World Models as Reference Trajectories for Rapid Motor Adaptation
Carlos Stein Brito, Daniel McNamee
TL;DR
The paper tackles the problem of sustaining performance when real-world dynamics change by introducing Reflexive World Models (RWM), a dual-control framework that uses world-model predictions as implicit reference trajectories for rapid adaptation. A base RL policy operates in a learned latent space to maximize long-term reward, while a lightweight adaptive controller uses forward-model predictions to track those references, providing fast error correction with low online cost.
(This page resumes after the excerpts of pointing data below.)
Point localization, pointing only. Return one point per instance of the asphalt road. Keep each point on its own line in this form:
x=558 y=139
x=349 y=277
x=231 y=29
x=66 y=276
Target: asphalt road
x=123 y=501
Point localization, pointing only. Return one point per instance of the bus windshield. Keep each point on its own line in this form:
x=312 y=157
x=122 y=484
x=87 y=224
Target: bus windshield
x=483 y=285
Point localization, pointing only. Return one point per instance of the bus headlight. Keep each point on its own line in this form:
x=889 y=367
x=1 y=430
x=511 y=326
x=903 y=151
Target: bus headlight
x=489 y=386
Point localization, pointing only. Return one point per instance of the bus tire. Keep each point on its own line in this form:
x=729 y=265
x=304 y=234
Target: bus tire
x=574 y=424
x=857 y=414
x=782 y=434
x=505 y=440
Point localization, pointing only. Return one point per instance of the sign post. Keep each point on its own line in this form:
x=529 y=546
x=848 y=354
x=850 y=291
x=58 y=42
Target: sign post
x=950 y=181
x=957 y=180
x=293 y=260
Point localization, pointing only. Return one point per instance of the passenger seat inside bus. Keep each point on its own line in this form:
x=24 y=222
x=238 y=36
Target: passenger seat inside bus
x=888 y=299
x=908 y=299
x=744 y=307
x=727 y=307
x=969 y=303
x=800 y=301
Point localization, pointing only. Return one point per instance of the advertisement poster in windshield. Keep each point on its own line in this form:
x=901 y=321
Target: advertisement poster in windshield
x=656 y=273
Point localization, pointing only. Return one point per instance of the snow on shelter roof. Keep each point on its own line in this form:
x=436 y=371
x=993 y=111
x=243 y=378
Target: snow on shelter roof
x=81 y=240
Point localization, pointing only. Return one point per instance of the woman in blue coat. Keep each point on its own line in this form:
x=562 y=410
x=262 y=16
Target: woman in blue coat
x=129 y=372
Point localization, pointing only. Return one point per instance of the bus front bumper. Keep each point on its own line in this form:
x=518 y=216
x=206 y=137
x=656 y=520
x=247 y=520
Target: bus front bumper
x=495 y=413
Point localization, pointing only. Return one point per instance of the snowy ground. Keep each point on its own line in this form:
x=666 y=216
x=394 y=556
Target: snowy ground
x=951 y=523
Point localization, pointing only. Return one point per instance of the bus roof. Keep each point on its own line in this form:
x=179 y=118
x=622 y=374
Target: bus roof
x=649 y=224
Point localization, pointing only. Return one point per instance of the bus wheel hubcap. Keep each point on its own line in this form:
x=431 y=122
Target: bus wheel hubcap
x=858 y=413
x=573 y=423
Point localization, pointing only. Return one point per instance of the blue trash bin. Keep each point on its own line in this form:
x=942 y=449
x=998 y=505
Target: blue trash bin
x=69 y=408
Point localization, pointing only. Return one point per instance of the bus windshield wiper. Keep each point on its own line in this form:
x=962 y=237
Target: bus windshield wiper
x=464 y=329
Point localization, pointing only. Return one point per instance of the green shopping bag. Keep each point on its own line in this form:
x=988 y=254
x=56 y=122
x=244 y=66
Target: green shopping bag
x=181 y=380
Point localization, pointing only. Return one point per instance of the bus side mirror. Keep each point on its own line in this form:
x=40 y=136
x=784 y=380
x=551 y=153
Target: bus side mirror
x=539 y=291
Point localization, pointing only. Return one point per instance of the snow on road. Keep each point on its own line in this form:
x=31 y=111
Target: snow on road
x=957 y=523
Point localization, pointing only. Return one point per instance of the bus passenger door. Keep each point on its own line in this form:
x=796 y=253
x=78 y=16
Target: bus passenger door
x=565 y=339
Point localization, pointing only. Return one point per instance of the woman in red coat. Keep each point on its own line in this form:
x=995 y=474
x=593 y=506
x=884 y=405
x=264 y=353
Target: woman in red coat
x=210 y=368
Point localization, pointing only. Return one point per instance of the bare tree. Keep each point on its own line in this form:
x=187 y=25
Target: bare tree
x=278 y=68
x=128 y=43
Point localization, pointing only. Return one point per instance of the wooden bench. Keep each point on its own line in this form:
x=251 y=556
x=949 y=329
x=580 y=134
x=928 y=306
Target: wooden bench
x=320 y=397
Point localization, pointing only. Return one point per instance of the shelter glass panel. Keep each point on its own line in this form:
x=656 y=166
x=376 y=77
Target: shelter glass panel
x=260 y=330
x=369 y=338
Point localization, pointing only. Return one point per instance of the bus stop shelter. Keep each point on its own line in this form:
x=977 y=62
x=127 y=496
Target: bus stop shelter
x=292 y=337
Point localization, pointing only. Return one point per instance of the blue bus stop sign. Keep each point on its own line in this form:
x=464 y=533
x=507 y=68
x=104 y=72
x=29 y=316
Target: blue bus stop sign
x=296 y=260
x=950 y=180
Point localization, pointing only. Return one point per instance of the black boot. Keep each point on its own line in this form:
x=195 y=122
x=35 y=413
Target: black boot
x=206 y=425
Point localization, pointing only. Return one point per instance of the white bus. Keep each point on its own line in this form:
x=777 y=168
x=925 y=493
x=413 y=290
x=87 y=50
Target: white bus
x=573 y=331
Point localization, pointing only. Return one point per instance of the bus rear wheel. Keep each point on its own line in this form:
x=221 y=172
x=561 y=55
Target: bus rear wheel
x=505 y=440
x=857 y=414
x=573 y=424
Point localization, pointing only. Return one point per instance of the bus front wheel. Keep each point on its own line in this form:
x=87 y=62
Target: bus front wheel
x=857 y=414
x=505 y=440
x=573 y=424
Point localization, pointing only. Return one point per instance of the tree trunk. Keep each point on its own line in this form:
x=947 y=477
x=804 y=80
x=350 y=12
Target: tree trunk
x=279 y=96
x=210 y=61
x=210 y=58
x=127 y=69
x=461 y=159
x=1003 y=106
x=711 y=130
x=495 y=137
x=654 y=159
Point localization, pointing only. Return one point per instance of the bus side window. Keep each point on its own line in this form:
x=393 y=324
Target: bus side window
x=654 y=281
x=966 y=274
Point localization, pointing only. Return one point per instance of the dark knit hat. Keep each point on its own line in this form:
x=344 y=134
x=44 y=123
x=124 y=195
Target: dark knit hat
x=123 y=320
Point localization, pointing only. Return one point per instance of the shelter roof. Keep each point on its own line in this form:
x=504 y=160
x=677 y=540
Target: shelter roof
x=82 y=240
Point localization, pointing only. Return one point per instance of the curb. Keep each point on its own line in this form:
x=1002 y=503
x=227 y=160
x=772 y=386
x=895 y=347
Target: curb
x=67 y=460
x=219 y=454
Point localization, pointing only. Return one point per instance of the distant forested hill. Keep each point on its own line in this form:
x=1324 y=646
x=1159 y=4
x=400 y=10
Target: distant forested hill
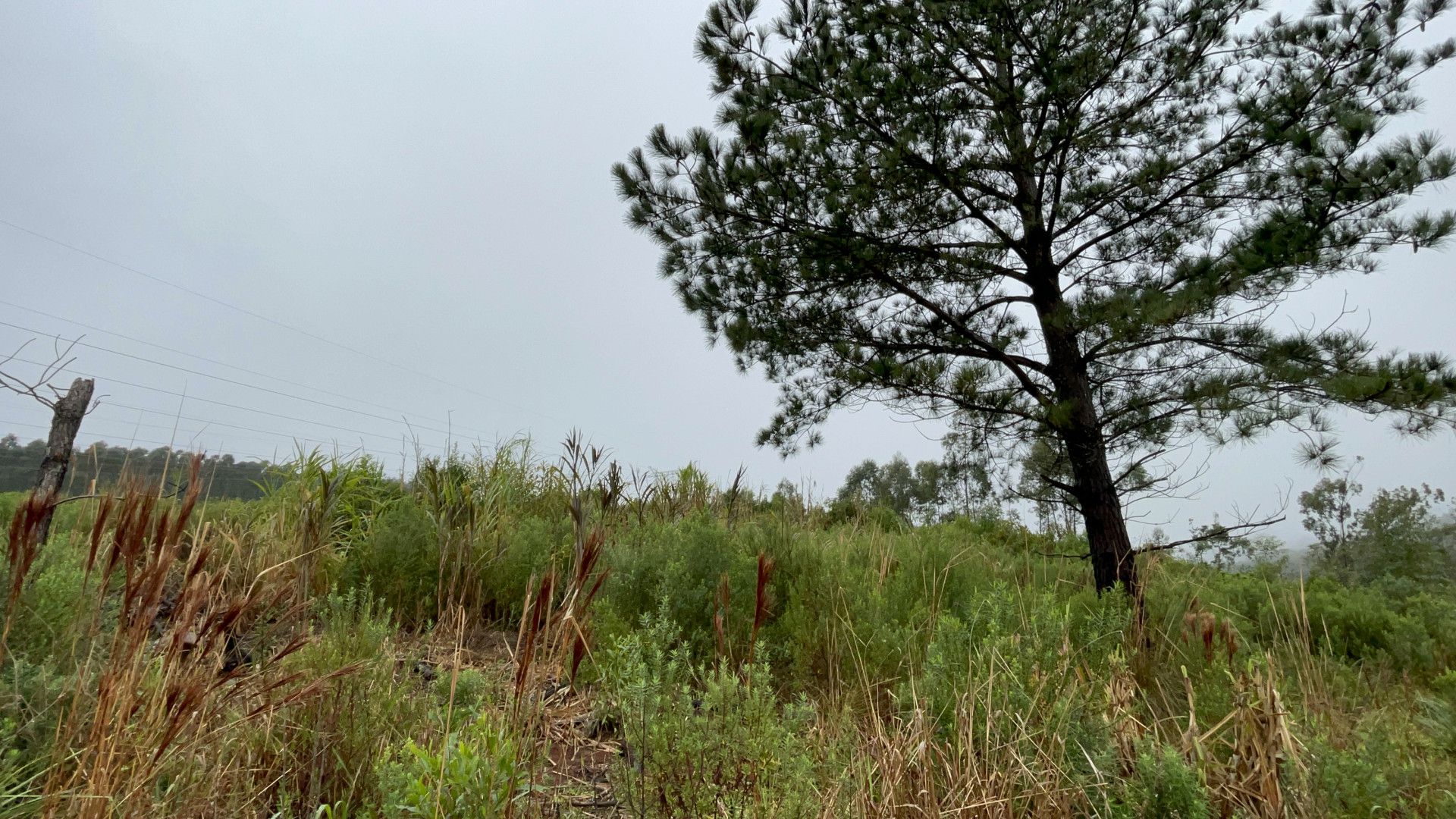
x=105 y=464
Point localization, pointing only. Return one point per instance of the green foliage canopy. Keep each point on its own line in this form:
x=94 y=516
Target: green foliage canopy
x=1065 y=219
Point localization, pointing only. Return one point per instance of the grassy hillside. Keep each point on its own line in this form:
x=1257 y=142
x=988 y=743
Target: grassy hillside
x=514 y=637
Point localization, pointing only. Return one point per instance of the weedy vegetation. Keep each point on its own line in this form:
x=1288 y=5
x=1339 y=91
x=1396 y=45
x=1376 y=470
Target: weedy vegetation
x=514 y=635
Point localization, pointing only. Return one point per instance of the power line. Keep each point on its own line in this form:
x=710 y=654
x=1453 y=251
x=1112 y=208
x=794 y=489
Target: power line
x=79 y=343
x=133 y=441
x=218 y=363
x=212 y=423
x=194 y=435
x=275 y=322
x=108 y=379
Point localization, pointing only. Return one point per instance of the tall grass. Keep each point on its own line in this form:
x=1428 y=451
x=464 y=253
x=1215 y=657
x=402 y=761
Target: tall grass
x=520 y=637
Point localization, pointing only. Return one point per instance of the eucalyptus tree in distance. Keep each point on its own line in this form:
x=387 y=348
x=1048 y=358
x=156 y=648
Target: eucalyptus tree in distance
x=1056 y=219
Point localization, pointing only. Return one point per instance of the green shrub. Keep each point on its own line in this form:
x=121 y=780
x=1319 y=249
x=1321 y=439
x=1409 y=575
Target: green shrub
x=707 y=741
x=476 y=774
x=1164 y=786
x=398 y=561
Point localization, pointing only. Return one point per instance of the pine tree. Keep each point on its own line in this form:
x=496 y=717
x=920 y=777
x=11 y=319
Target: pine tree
x=1056 y=219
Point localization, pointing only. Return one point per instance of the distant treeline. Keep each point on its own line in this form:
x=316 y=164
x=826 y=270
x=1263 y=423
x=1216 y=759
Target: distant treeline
x=104 y=464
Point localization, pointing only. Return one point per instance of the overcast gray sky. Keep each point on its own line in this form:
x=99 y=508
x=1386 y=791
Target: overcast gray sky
x=428 y=186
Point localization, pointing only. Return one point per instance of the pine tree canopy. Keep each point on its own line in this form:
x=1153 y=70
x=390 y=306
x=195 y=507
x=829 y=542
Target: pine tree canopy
x=1053 y=219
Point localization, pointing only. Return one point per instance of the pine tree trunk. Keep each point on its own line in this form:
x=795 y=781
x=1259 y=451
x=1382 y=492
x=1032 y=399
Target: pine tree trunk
x=64 y=425
x=1081 y=433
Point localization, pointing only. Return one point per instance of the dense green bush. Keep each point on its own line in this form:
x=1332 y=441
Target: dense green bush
x=707 y=741
x=475 y=774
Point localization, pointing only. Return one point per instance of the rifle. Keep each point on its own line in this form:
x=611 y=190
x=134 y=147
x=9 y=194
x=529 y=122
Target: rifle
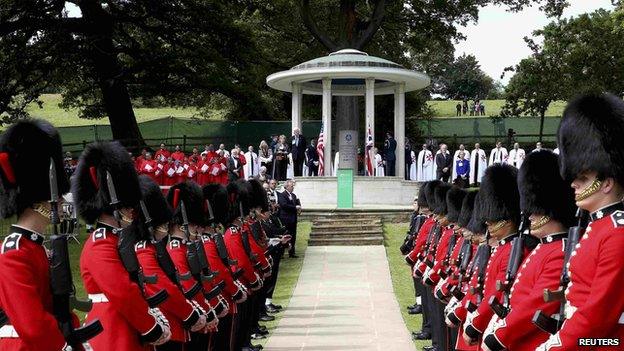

The authors derive control-theoretic guarantees linking world-model accuracy, control authority, and external perturbations to bounded error and value performance, and demonstrate robust adaptation across high-dimensional locomotion tasks under actuator perturbations. Empirical results show that RWM achieves faster adaptation and higher robustness than model-based RL baselines and domain-randomized pre-training, illustrating a principled bridge between adaptive control and modern RL for reliable real-world deployment.
Abstract
Deploying learned control policies in real-world environments poses a fundamental challenge. When system dynamics change unexpectedly, performance degrades until models are retrained on new data. We introduce Reflexive World Models (RWM), a dual control framework that uses world model predictions as implicit reference trajectories for rapid adaptation. Our method separates the control problem into long-term reward maximization through reinforcement learning and robust motor execution through rapid latent control. This dual architecture achieves significantly faster adaptation with low online computational cost compared to model-based RL baselines, while maintaining near-optimal performance. The approach combines the benefits of flexible policy learning through reinforcement learning with rapid error correction capabilities, providing a principled approach to maintaining performance in high-dimensional continuous control tasks under varying dynamics.